Here's another way to look at it, maybe it'll help. My hunch is that
whenever someone writes x = copy(y), they actually know more about the
type of y than just that it is an object! Because if they knew
*nothing* about it, they wouldn't know whether copying was (a)
pointless (as it is for immutable objects), (b) impossible (e.g. for
sockets), or (c) useful (e.g. for lists).

When thinking about these kind of things I often place myself in the
position of a static type checker that happens to know something about
the types of some variables and is trying to gather more information.
Seeing x=iter(y) can provide new information about y (it must be an
Iterable). Seeing x=copy(y) provides no new information about y, since
all (well, most) objects can be copied. OTOH seeing x=y.copy() *does*
provide new information about y; it must be a type that has a .copy()
method. Now seeing x=len(y) *does* provide new information about y
(since we know which types support .__len__()).

I realize I'm doing a lousy job of explaining me. Please trust me that
there's something here. I will eventually get to it (maybe not today).

> Or, were you saying that the actual problem is that we can't know
> in advance the signature of  type(self).__init__()?

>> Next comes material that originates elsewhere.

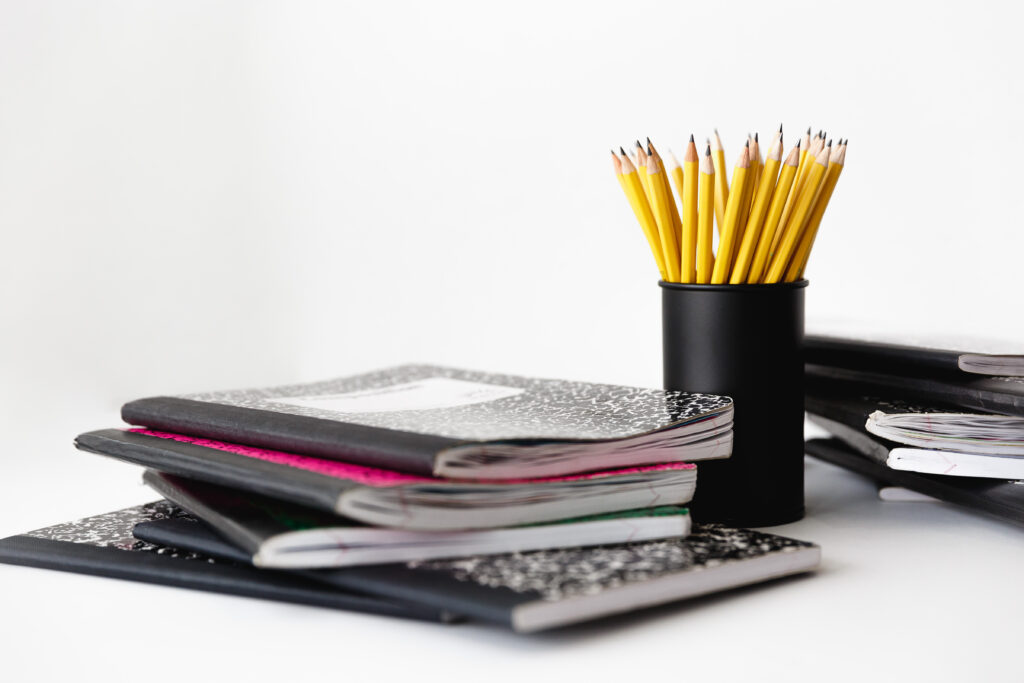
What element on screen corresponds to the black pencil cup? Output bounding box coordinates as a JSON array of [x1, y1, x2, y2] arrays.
[[661, 280, 808, 527]]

No, the __copy__ GF takes care of that concern.

> > The
> > type of the more constrained (but still generic in the sense of PEP
> > 3124) copy operation on mutable sequences is better defined -- it
> > returns another mutable sequence, with the understanding that it
> > typically returns something of the same type as its input, though not
> > always -- e.g. if I subclass dict but don't override .copy(), the
> > inherited .copy() method returns a dict, not my subclass.
>
> The part I'm not following in this paragraph is how a d.copy()
> method is any different from the d.__copy__() method that
> is called by the copy() function.  Both share the same underlying
> implementation and both have the same effects when overridden.

The difference is that *every* object has a .__copy__() method (it is
inherited from object, at least conceptually), but not every object
has a .copy() method.

> If all we want a guaranteed dict, why not write dict(obj)?
> This already works with all the dict lookalikes because they
> define obj.keys() and obj.__getitem__().

Well, the whole point of this discussion that dict(obj) is what you
should write if you want a guaranteed dict, and obj.copy() is what you
should write if you want a guaranteed mutable mapping of the same type
as obj. Just like you write list(obj) if you want a list and obj[:] if
you want a sequence of the same type as obj.